Amy is a self confessed angry person, her stage presence a very intentional venting, and even so, it doesn’t take long to hear an un-Punk soft side through the lyrics. Case in point, the track Security would have been a very easy opportunity to antagonise pub bouncers, instead Amy pleads to be let in, seeking love rather than the trouble usually targeted toward the seccys..

“when people go, ‘you’re only up there because you’re wearing short shorts’, or when people don’t listen to you because you’re a girl or whatever. Like, try dealing with casual sexism all the time without getting a bit fucking aggro.”
-Amy Taylor for Loud and Quiet

Additionally, tracks: Guided By Angels, Choices, and particularly Capital very frankly establish a Punk philosophy with the theme of self motivation and personal agency in the face of outside expectations and exterior perceptions. With this in mind little can be said of the track: Don’t Need A Cunt (Like You To Love Me) that adds to the experience of just listening to it; which takes about as long as unpacking the title. Consisting of two short verses and a guitar solo, it is probably the rawest, most Punk thing I have heard since my discovery of the band at Gizzfest.



Professing Miss Piggy as a personal hero, Amy also claims she’s a ‘normie’ whose favorite album ever might be Cardi B’s Invasion of Privacy. Another idol is lovable Australian outlaw figure Chopper Reid, so when looking for a band manager they were so impressed that Andrew Parisi used to represent Chopper that they hired him on that basis alone. After winning the 2019 ARIA for best Rock album, in her acceptance speech Amy thanked Gucci for ‘dressing our K-mart asses’. These facts may be a little abstract, but alongside the genuine vulnerability of a song like Knifey, they form an extremely authentic image that surely some part of everyone can relate to.

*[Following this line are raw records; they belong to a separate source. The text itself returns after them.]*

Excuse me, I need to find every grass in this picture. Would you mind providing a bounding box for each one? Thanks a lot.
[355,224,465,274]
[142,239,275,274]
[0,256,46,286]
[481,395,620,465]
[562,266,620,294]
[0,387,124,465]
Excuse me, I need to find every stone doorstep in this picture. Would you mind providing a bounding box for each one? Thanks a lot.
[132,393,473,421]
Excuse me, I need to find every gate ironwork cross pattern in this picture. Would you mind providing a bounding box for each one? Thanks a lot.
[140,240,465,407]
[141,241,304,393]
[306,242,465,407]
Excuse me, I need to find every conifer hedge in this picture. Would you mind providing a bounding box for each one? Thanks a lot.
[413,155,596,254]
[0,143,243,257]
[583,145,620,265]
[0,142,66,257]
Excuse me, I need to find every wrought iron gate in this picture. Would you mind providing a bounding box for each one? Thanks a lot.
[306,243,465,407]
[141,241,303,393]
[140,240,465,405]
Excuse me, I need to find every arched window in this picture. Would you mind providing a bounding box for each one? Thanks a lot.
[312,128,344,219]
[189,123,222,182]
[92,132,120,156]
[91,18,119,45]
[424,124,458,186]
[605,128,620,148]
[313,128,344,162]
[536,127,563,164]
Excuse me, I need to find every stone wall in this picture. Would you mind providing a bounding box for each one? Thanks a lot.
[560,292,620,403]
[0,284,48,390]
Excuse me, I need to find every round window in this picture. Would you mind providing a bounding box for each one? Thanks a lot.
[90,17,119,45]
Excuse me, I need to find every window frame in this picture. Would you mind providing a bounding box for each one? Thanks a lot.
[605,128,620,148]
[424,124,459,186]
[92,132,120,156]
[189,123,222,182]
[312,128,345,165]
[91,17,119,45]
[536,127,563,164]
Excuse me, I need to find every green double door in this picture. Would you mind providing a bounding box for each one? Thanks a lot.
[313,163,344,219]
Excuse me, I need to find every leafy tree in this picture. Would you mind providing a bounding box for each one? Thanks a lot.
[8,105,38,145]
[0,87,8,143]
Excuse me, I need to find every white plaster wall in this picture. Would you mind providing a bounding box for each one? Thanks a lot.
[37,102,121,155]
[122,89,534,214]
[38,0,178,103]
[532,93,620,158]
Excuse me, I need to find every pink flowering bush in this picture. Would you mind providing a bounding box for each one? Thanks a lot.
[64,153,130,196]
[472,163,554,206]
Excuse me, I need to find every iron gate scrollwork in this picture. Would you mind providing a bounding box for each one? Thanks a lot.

A detractor might refer to this part as the lowest common denominator, however when aimed at someone like Amy Taylor who obviously and veritably is not attempting to appear cool, this would be punching down. Indeed the central idea of the common denominator, ‘low’ or not, is that it includes everyone, and Amy has an astonishing ability to speak for anyone with absolutely zero pretentiousness.

As someone whose first contact with the band was a feeling of literal physical intimidation, I got a sense of basic irony at the very clear message through this album to not take the band at face value. Particularly with such a brazen, self-aware Punk virtue; judgement mustn’t stop at the aesthetic, but how could you analyse this without detracting from it?

Of course, my neurotic intimidation was misplaced, as once you’ve bothered to listen, Amy’s delivery is obviously much more cathartic than it is dangerous, a catharsis easy to include yourself in.
Thankfully everything about this is direct, not just its appearance, there is very little figuration or metaphor obstructing any value. Amyl and The Sniffers make no promises with this release, yet they have delivered so much within it that you’d be wasting your time to not listen to one of the most faultless albums of this year.